Pek çok cehennem gördük ama sonuncusunu değil. Bir makine olduğunu anlayana kadar her şey sihir gibi görünür ve henüz bilmediğiniz her makine, şeytanla yapılmış bir anlaşma gibi görünür.
Büyücülerin tüm mitolojisi ve tarihinin önerdiği şey, sahtekarlığı inançtan ya da kurnaz makineleri büyü aygıtlarından ayıracak hiçbir parlak çizginin bulunmadığıdır.
Mantıksız olanla rasyonel olan arasında, tahmin ettiğimiz şeyle emin olduğumuz şey arasında, saygı duyduğumuz bilgelik ile güvenmediğimiz sahtekarlık arasında keskin sınırlar yoktur.

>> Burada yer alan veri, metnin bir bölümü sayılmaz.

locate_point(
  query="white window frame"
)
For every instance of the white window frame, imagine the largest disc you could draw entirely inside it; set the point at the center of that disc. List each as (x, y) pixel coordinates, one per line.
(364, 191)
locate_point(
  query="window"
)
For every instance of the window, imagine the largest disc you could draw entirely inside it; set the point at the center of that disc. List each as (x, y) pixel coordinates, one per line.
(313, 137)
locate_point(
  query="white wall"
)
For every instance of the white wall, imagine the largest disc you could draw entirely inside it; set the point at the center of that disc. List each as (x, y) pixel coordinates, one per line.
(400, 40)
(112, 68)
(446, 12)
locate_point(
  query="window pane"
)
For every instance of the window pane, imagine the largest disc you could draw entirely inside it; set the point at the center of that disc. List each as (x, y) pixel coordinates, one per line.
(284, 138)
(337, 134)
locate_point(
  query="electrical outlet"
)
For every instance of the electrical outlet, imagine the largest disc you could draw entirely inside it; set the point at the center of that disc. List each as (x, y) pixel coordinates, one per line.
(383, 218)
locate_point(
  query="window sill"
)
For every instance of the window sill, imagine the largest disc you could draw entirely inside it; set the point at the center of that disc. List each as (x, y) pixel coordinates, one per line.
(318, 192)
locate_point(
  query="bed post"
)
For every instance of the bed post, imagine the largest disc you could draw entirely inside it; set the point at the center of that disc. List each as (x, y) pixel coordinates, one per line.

Kimin kim olduğunu veya hangisinin hangisi olduğunu tam olarak asla bilemeyeceğiz, tıpkı tam olarak nerede olduğumuzu asla bilemeyeceğimiz gibi.
Magi'nin hayaletinin belirsizliği, kime bilge denileceği ve neden onlara böyle denildiği konusunda bir ders olmaya devam ediyor.
Tüm bilgiler değişkendir, tüm kimlikler sınırdadır. Tıpkı keskin gözlü şüpheciliğin dar görüşlü alaycılığa dönüşmesi gibi, geniş gözlü merak kör inanca dönüşür.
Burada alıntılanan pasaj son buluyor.